But the off-field business doesn't end there for a team that still has 16 players scheduled to become unrestricted free agents after the season. With Foles under contract, the NFLPA lists the Rams as having a little more than $4.6 million in salary-cap space for this season. Considering the team will still need to sign a practice squad and leave some wiggle room for injuries, that's not a lot of room to work with if they are to attempt to get some new deals paid down a bit up front.
Regardless, they'll have plenty of space after the season but are still well-positioned to get some contracts done sooner than later. That's important for them given that they not only have so many decisions to make but also could have a busy offseason with possible relocation also on the horizon.

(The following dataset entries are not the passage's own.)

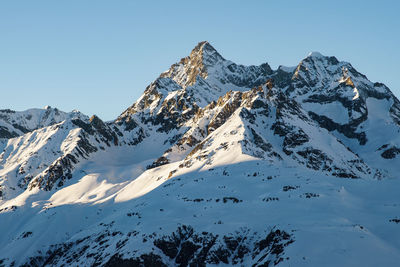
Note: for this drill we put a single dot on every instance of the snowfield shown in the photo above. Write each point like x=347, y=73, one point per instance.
x=215, y=164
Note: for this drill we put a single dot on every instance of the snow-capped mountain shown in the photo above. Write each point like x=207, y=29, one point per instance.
x=215, y=164
x=16, y=123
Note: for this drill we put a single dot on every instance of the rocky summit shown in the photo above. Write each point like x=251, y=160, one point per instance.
x=215, y=164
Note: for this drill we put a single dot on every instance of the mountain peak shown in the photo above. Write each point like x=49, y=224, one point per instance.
x=315, y=54
x=205, y=53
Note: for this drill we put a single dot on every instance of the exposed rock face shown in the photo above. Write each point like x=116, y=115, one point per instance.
x=204, y=119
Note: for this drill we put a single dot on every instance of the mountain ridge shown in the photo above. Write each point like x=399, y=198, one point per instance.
x=210, y=139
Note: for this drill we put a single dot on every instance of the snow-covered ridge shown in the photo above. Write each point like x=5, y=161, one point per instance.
x=15, y=123
x=305, y=155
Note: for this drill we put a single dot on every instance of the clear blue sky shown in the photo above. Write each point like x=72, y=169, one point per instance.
x=98, y=56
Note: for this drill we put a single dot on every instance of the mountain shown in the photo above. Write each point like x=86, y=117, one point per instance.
x=215, y=164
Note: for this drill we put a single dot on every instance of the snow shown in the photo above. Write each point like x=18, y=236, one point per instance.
x=113, y=193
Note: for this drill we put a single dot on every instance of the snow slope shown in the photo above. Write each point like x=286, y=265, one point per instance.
x=215, y=164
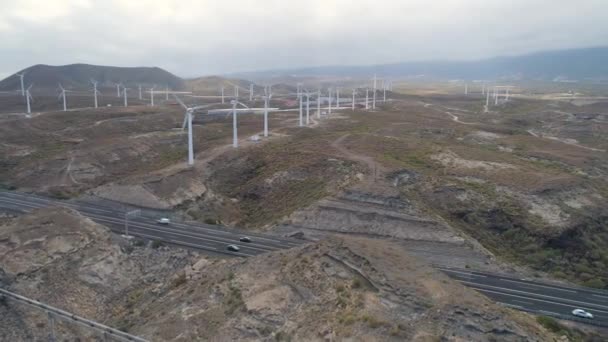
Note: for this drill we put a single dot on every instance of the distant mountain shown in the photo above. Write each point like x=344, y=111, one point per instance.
x=574, y=64
x=78, y=76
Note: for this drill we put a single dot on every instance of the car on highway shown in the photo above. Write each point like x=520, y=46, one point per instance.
x=233, y=248
x=582, y=313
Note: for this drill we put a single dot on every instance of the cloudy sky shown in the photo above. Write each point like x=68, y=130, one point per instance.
x=201, y=37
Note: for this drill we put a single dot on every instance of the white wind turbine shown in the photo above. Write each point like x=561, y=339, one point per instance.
x=62, y=95
x=29, y=97
x=95, y=91
x=21, y=75
x=188, y=121
x=124, y=93
x=266, y=100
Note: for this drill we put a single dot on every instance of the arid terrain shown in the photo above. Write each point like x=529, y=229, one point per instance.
x=424, y=179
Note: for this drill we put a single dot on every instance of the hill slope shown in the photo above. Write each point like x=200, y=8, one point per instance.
x=572, y=64
x=74, y=76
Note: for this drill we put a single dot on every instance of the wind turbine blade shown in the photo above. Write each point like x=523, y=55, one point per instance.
x=185, y=121
x=180, y=102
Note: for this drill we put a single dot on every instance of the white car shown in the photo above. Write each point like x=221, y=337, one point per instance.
x=582, y=313
x=233, y=248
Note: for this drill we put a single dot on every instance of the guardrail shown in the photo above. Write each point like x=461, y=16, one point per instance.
x=556, y=315
x=53, y=313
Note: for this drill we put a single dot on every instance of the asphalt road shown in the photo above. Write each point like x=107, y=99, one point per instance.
x=541, y=298
x=209, y=238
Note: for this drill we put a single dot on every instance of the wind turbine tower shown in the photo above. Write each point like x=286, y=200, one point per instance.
x=235, y=140
x=21, y=75
x=329, y=101
x=307, y=108
x=62, y=95
x=300, y=98
x=374, y=96
x=319, y=103
x=95, y=91
x=266, y=100
x=28, y=97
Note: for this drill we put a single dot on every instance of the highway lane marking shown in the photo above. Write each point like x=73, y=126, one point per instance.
x=146, y=226
x=534, y=294
x=83, y=207
x=534, y=285
x=550, y=312
x=532, y=299
x=51, y=201
x=468, y=274
x=173, y=232
x=136, y=226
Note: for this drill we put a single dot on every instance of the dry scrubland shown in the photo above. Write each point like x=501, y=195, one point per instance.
x=365, y=289
x=526, y=183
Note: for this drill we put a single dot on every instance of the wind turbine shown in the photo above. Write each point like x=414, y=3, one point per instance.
x=266, y=100
x=300, y=98
x=329, y=101
x=374, y=96
x=487, y=101
x=21, y=75
x=188, y=121
x=307, y=108
x=124, y=93
x=95, y=91
x=29, y=97
x=337, y=97
x=319, y=103
x=62, y=95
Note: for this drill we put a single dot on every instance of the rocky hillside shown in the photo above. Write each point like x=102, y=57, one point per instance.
x=65, y=260
x=365, y=289
x=78, y=76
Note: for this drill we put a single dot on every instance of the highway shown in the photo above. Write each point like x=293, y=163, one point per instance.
x=540, y=298
x=209, y=238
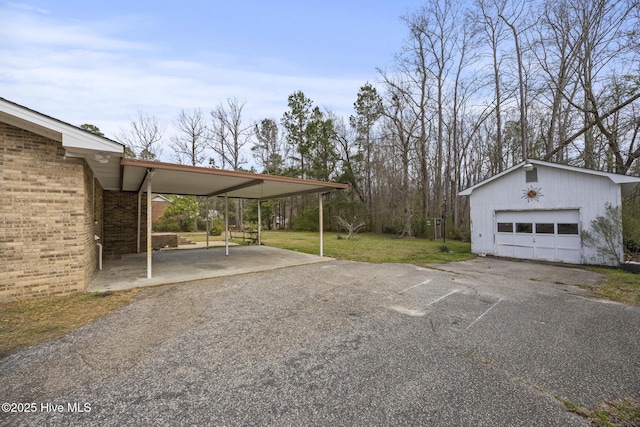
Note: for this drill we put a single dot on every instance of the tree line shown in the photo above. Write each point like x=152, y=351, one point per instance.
x=475, y=88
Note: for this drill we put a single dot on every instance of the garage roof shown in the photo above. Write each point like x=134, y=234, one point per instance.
x=627, y=183
x=169, y=178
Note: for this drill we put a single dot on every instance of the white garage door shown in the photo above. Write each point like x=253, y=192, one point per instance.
x=543, y=235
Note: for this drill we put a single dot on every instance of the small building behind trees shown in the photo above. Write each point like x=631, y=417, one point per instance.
x=547, y=211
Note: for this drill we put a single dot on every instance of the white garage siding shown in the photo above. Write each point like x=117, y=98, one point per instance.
x=542, y=235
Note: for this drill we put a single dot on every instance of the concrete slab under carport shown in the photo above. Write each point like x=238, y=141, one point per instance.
x=175, y=266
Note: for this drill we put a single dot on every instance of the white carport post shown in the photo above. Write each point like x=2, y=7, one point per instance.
x=259, y=223
x=226, y=224
x=208, y=226
x=149, y=237
x=321, y=225
x=139, y=220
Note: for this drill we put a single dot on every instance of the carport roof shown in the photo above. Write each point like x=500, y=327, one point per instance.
x=168, y=178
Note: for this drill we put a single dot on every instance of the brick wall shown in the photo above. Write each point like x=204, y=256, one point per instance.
x=46, y=234
x=121, y=223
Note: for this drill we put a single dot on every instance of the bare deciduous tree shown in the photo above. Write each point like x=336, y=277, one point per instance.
x=190, y=142
x=230, y=134
x=144, y=136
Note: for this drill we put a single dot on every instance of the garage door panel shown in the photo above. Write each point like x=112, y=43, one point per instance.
x=539, y=235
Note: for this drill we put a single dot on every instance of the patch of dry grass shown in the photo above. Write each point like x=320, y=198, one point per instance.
x=24, y=323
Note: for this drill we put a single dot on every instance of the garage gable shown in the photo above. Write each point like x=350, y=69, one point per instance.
x=538, y=210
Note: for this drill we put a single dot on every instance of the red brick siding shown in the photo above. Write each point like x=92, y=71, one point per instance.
x=121, y=223
x=45, y=232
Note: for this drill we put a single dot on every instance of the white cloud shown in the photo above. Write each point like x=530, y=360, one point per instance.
x=82, y=74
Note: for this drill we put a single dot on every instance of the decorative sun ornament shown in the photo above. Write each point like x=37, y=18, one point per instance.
x=532, y=194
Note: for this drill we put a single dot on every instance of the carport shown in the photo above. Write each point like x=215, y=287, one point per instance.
x=167, y=178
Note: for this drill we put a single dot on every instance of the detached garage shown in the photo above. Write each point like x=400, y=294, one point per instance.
x=538, y=210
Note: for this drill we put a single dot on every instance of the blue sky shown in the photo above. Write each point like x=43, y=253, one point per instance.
x=101, y=62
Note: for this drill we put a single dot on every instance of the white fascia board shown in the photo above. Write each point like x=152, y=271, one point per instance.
x=76, y=138
x=40, y=124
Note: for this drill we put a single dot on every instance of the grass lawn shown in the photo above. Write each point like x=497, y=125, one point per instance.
x=24, y=323
x=368, y=247
x=619, y=285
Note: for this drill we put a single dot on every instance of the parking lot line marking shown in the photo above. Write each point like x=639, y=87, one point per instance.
x=415, y=286
x=441, y=298
x=482, y=315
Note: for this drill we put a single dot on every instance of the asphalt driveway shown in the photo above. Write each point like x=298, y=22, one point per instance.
x=478, y=343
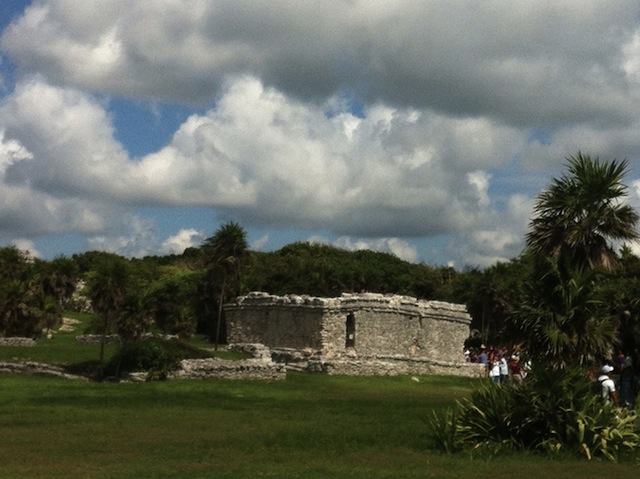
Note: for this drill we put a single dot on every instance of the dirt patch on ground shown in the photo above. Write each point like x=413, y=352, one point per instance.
x=68, y=324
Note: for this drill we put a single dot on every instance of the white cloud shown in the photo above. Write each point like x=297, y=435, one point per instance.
x=185, y=238
x=27, y=246
x=395, y=246
x=392, y=122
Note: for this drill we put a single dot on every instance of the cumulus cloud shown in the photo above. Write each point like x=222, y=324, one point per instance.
x=393, y=122
x=395, y=246
x=542, y=56
x=185, y=238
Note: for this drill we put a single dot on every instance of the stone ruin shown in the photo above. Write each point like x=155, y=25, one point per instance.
x=355, y=334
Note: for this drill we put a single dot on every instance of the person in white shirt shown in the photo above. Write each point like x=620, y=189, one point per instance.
x=608, y=387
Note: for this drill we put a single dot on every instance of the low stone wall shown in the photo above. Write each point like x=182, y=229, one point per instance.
x=222, y=369
x=97, y=338
x=21, y=342
x=37, y=369
x=310, y=360
x=395, y=367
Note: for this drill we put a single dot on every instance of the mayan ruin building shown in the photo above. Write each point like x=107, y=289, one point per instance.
x=356, y=334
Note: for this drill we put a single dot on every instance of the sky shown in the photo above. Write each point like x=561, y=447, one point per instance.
x=420, y=128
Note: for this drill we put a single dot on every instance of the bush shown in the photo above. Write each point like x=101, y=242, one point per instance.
x=552, y=411
x=156, y=356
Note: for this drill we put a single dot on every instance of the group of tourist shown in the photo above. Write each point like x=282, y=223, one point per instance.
x=617, y=381
x=502, y=364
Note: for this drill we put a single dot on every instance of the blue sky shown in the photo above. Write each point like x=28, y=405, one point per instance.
x=420, y=128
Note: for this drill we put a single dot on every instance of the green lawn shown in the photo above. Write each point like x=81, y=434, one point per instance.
x=309, y=426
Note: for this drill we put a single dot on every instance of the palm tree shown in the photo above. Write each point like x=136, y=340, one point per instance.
x=582, y=213
x=107, y=289
x=578, y=220
x=562, y=323
x=225, y=252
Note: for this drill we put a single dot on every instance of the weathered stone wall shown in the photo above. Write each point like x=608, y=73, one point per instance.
x=21, y=342
x=217, y=368
x=30, y=367
x=387, y=326
x=271, y=321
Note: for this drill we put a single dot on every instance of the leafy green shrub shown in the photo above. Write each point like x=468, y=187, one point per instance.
x=157, y=356
x=552, y=411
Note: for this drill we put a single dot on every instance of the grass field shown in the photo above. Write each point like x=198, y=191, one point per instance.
x=309, y=426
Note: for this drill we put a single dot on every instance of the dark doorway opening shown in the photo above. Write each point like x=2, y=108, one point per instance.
x=351, y=331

For now, here's a quick look at some players the team should and will likely prioritize to be next to get extensions:
CB Janoris Jenkins -- The Rams have already engaged Jenkins' representatives in contract talks and though nothing appears imminent, that doesn't mean something can't come together relatively quickly. Jenkins is the Rams' top cornerback and though he's had some mental miscues, he's also been a dynamic playmaker in his three seasons with the team. More important, he's managed to avoid trouble off the field. He likely won't come cheap but he's also not in the Richard Sherman or Darrelle Revis stratosphere either. Jenkins is probably a top-20 NFL cornerback, which means something in the $6-8 million a year range seems about right.
TE Cory Harkey -- Although he doesn't post eye-popping numbers or score a lot of touchdowns, Harkey is one of the team's core players and leaders. His versatility allows him to play in-line as a blocker or even as a lead blocker from a fullback position. Because Harkey doesn't have big numbers statistically, he shouldn't break the bank. That means the Rams could probably get something done with him quickly should they choose to. Finding comparable tight ends for Harkey is difficult since not many play the same role, but something close to $2-3 million annually probably makes sense.
S Rodney McLeod -- The Rams thought enough of McLeod to tender him at the second-round level as a restricted free agent this year and his growth as a starting safety has been one of the team's better development projects in recent years. McLeod's one-year deal pays him $2.356 million this year, and something with a little raise into the $3-4 million per year range would seem like a reasonable deal.
DT Michael Brockers -- Technically, the Rams don't have to rush to sign Brockers after exercising the fifth-year option on his deal over the summer. To be clear, Brockers' fifth year is the 2016 season so the team has him under control through then. But if Brockers plays on that option, he would make $6.146 million that year. It stands to reason his annual salary on a new contract would probably put him in that range but maybe not quite to that level. So the Rams might choose to get something done before then to ensure their nose tackle's long-term future in St. Louis.